AnnaSalamon comments on CFAR update, and New CFAR workshops

AnnaSalamon 5 Oct 2025 1:33 UTC
28 points
5
If this is meant to be a characterization of my past actions (or those of any other CFAR team member, for that matter), I disagree with it. I did and do feel a duty of care. When I had particular agendas about eg AI safety recruiting that were relevant to my interactions with a participant in particular, I generally shared it with them. The thing I tried to describe as a mistake, and to change, was about an orientation to “narrative syncing” and general community set up; it was not about the deontology owed to CFAR participants as individuals.

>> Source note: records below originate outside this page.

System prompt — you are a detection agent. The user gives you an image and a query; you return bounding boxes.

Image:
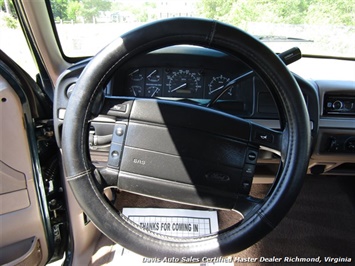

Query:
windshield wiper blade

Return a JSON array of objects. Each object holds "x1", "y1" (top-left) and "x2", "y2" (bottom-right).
[{"x1": 254, "y1": 35, "x2": 314, "y2": 42}]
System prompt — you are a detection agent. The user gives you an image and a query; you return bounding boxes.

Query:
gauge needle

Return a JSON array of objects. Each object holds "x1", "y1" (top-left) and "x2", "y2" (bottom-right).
[
  {"x1": 209, "y1": 85, "x2": 224, "y2": 94},
  {"x1": 170, "y1": 82, "x2": 187, "y2": 92},
  {"x1": 147, "y1": 70, "x2": 157, "y2": 78},
  {"x1": 132, "y1": 88, "x2": 137, "y2": 97},
  {"x1": 151, "y1": 88, "x2": 159, "y2": 97}
]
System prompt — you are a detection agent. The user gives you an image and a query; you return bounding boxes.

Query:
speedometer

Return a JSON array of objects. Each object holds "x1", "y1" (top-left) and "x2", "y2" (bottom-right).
[
  {"x1": 165, "y1": 69, "x2": 202, "y2": 98},
  {"x1": 208, "y1": 75, "x2": 233, "y2": 99}
]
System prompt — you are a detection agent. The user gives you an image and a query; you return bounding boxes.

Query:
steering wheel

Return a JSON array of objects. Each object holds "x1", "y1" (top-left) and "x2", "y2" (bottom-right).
[{"x1": 62, "y1": 18, "x2": 310, "y2": 258}]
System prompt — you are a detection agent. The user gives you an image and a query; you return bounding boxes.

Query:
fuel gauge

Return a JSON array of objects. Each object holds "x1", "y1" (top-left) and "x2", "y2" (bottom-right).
[
  {"x1": 128, "y1": 68, "x2": 144, "y2": 81},
  {"x1": 145, "y1": 86, "x2": 161, "y2": 98},
  {"x1": 129, "y1": 86, "x2": 143, "y2": 97},
  {"x1": 147, "y1": 68, "x2": 161, "y2": 82}
]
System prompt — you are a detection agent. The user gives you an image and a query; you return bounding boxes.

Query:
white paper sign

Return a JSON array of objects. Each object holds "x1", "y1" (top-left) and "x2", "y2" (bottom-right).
[{"x1": 110, "y1": 208, "x2": 234, "y2": 266}]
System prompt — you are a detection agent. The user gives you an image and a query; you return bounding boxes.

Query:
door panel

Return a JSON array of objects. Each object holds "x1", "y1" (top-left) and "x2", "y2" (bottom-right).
[{"x1": 0, "y1": 76, "x2": 48, "y2": 265}]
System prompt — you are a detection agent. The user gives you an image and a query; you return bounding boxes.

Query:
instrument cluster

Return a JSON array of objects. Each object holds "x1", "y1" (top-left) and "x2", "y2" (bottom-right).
[{"x1": 124, "y1": 67, "x2": 238, "y2": 100}]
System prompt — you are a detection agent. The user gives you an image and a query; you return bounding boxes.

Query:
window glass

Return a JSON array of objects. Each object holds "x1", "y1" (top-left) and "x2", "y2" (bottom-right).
[
  {"x1": 50, "y1": 0, "x2": 355, "y2": 57},
  {"x1": 0, "y1": 5, "x2": 38, "y2": 79}
]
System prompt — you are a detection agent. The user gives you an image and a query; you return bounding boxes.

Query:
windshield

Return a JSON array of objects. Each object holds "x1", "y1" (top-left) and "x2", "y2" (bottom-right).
[{"x1": 50, "y1": 0, "x2": 355, "y2": 58}]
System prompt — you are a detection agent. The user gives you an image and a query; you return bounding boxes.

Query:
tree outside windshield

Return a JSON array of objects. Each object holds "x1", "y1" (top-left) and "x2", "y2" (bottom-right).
[{"x1": 0, "y1": 0, "x2": 355, "y2": 57}]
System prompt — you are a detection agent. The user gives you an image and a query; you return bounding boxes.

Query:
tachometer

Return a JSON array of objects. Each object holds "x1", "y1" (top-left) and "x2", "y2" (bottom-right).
[{"x1": 164, "y1": 69, "x2": 202, "y2": 98}]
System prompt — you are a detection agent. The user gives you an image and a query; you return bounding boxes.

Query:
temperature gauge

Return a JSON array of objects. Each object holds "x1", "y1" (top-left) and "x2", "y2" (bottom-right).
[
  {"x1": 129, "y1": 86, "x2": 143, "y2": 97},
  {"x1": 128, "y1": 68, "x2": 144, "y2": 81}
]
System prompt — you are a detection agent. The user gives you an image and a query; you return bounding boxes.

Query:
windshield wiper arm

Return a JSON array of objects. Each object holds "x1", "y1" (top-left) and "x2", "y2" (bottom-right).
[{"x1": 254, "y1": 35, "x2": 314, "y2": 42}]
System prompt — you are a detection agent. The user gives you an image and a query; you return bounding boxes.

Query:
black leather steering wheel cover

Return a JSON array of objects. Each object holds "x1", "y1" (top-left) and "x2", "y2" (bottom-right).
[{"x1": 62, "y1": 18, "x2": 310, "y2": 258}]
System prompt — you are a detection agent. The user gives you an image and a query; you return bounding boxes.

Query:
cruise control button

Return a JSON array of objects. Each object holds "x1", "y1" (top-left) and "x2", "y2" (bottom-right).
[{"x1": 243, "y1": 164, "x2": 255, "y2": 177}]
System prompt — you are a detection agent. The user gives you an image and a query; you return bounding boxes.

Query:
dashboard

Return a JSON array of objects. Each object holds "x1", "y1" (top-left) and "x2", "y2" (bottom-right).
[{"x1": 54, "y1": 45, "x2": 355, "y2": 183}]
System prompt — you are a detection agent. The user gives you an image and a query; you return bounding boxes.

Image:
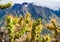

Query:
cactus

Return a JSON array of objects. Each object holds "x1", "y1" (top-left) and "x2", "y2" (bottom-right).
[{"x1": 6, "y1": 15, "x2": 14, "y2": 42}]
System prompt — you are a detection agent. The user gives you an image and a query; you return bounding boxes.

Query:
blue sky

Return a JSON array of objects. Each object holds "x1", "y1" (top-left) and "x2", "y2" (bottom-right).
[{"x1": 0, "y1": 0, "x2": 60, "y2": 10}]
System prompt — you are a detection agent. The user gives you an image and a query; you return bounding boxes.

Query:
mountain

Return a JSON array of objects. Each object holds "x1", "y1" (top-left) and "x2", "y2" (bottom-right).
[{"x1": 0, "y1": 2, "x2": 60, "y2": 25}]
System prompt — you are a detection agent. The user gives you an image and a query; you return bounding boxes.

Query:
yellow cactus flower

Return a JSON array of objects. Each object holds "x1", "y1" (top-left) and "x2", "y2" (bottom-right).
[{"x1": 57, "y1": 29, "x2": 60, "y2": 33}]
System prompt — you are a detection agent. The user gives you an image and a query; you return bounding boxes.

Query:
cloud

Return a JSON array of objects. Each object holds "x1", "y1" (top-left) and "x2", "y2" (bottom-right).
[{"x1": 0, "y1": 0, "x2": 60, "y2": 10}]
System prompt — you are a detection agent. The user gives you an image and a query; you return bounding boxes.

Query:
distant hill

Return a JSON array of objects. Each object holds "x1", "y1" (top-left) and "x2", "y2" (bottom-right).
[{"x1": 0, "y1": 2, "x2": 60, "y2": 25}]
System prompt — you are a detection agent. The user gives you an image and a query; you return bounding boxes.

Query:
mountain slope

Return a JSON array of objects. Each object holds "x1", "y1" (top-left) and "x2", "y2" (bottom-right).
[{"x1": 0, "y1": 2, "x2": 60, "y2": 25}]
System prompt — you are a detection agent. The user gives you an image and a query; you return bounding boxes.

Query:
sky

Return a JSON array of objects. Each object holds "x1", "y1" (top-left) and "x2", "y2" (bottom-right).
[{"x1": 0, "y1": 0, "x2": 60, "y2": 10}]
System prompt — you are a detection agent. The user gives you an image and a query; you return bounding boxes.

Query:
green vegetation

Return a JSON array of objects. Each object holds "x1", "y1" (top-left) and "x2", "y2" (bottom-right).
[{"x1": 0, "y1": 12, "x2": 60, "y2": 42}]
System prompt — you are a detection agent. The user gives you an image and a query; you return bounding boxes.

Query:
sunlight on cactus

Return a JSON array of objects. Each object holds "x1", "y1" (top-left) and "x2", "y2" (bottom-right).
[{"x1": 0, "y1": 12, "x2": 60, "y2": 42}]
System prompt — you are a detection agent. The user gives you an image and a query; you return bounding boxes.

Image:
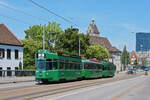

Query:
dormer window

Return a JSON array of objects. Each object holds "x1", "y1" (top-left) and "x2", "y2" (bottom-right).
[{"x1": 0, "y1": 48, "x2": 5, "y2": 58}]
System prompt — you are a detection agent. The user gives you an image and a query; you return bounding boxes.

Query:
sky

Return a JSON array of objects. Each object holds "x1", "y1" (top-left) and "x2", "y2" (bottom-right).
[{"x1": 0, "y1": 0, "x2": 150, "y2": 51}]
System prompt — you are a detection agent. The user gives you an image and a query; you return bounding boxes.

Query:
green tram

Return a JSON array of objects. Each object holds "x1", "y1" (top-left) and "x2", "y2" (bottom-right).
[
  {"x1": 101, "y1": 62, "x2": 116, "y2": 77},
  {"x1": 35, "y1": 50, "x2": 116, "y2": 83},
  {"x1": 82, "y1": 60, "x2": 103, "y2": 78},
  {"x1": 35, "y1": 50, "x2": 82, "y2": 83}
]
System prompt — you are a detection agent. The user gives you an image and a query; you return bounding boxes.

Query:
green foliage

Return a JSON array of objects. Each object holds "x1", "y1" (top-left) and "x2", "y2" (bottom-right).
[
  {"x1": 56, "y1": 27, "x2": 90, "y2": 55},
  {"x1": 22, "y1": 22, "x2": 63, "y2": 69},
  {"x1": 86, "y1": 45, "x2": 109, "y2": 60},
  {"x1": 22, "y1": 39, "x2": 42, "y2": 69},
  {"x1": 134, "y1": 59, "x2": 138, "y2": 65},
  {"x1": 121, "y1": 46, "x2": 129, "y2": 66},
  {"x1": 142, "y1": 58, "x2": 148, "y2": 66}
]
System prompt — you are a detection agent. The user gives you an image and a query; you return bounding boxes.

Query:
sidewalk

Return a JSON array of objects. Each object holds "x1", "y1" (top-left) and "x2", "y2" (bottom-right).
[{"x1": 0, "y1": 76, "x2": 35, "y2": 84}]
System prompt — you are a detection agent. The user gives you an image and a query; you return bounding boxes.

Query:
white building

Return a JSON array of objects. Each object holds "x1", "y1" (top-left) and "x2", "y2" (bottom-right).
[
  {"x1": 0, "y1": 24, "x2": 23, "y2": 70},
  {"x1": 87, "y1": 20, "x2": 122, "y2": 71}
]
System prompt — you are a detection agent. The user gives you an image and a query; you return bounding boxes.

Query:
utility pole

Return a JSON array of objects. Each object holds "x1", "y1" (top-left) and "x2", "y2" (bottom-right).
[
  {"x1": 43, "y1": 26, "x2": 45, "y2": 50},
  {"x1": 79, "y1": 38, "x2": 80, "y2": 56}
]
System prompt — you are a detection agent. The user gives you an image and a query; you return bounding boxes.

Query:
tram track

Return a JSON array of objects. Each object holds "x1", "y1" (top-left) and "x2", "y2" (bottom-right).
[{"x1": 0, "y1": 73, "x2": 142, "y2": 100}]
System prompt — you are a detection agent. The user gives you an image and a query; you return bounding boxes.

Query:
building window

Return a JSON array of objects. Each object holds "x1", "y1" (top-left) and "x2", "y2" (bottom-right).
[
  {"x1": 0, "y1": 48, "x2": 5, "y2": 58},
  {"x1": 15, "y1": 50, "x2": 19, "y2": 59},
  {"x1": 7, "y1": 49, "x2": 11, "y2": 59}
]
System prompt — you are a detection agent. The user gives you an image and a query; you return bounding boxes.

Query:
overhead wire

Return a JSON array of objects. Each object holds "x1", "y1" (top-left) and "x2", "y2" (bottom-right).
[
  {"x1": 28, "y1": 0, "x2": 79, "y2": 27},
  {"x1": 0, "y1": 14, "x2": 31, "y2": 25},
  {"x1": 0, "y1": 3, "x2": 49, "y2": 22}
]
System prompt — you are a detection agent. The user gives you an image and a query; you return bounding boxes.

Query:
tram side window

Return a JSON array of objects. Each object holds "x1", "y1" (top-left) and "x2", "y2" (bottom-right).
[
  {"x1": 64, "y1": 61, "x2": 70, "y2": 69},
  {"x1": 85, "y1": 64, "x2": 90, "y2": 69},
  {"x1": 60, "y1": 60, "x2": 65, "y2": 69},
  {"x1": 46, "y1": 59, "x2": 53, "y2": 70},
  {"x1": 52, "y1": 59, "x2": 58, "y2": 69}
]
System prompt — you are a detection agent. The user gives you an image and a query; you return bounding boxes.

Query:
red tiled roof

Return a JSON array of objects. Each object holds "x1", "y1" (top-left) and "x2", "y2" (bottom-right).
[{"x1": 0, "y1": 24, "x2": 23, "y2": 46}]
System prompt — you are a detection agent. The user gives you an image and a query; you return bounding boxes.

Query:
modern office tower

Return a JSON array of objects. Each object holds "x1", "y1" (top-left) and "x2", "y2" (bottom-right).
[{"x1": 136, "y1": 32, "x2": 150, "y2": 52}]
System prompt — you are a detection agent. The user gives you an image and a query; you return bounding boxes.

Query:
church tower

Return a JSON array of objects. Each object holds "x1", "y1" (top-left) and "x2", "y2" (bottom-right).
[{"x1": 87, "y1": 19, "x2": 100, "y2": 37}]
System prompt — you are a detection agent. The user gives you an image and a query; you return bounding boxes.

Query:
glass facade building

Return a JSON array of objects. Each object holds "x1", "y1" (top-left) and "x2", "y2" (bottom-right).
[{"x1": 136, "y1": 32, "x2": 150, "y2": 52}]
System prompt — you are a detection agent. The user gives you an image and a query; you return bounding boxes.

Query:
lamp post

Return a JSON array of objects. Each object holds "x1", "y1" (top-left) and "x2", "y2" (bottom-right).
[{"x1": 43, "y1": 26, "x2": 45, "y2": 50}]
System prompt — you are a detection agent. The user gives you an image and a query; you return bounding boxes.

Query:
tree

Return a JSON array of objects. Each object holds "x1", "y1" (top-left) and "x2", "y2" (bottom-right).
[
  {"x1": 121, "y1": 45, "x2": 129, "y2": 70},
  {"x1": 22, "y1": 22, "x2": 63, "y2": 69},
  {"x1": 86, "y1": 45, "x2": 109, "y2": 60},
  {"x1": 22, "y1": 39, "x2": 42, "y2": 69},
  {"x1": 56, "y1": 27, "x2": 90, "y2": 55}
]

- Eli Tyre 9 Oct 2025 5:47 UTC
  19 points
  4
  Parent
  FWIW, this broadly matches my own experience of working with Anna and participating in CFAR workshops.
  
  There were tensions in how to relate to participants at AIRCS workshops, in particular.
  
  These were explicitly recruitment programs for MIRI. This was extremely explicit—it was stated on the website, and I believe (though Buck could confirm) that all or most of the participants did a technical interview before they were invited to a workshop.
  
  The workshops were part of an extended interview process. It was a combination of 1) the staff assessing the participants, 2) the participants assessing the staff, and 3) (to some extent) enculturating the participants into MIRI/rationalist culture.
  
  However, the environment was dramatically less formal and more vulnerable than most job interviews: about a fourth of the content of the workshops was Circling, for instance.
  This meant that workshop staff were both assessing the participants and assessing their fit-to-the-culture, while also aiming to be helpful to them and their personal development by their own lights, including helping them untangle philosophical confusions or internal conflicts.
  
  These goals were not incompatible, but there were sometimes in tension. It could feel callous to spend a few days having deep personal conversations with someone, talking with them and trying to support them, but then later, in a staff meeting, relatively quickly coming to a judgement that they didn’t make the cut.
  
  This was a tension that we were aware of and discussed at the time. I think we overall did a good job of navigating it.
  
  This was a very weird environment, by normal profesional standards. But to my knowledge, there was no incident in which we failed to do right by a AIRCS participant, exploited them, or treated them badly.
  
  The majority of people who came had a good experience, regardless of whether they eventually got hired by MIRI. Of those that did not have a good experience, I believe this was predominantly (possibly entirely?) people who felt that the workshop was a waste of time, rather than that they had actively been harmed.
  
  I would welcome any specific information to the contrary. I could totally believe that there was stuff that I was unaware of, or subtle dynamics that I wasn’t tracking at the time, but that I would conclude were fucked up on reflection, if it was pointed out to me. I can only speak from my personal perspective, not make a blanket claim about what happened.
  
  But as it is, I don’t think we failed to discharge our deontological duty towards any participants.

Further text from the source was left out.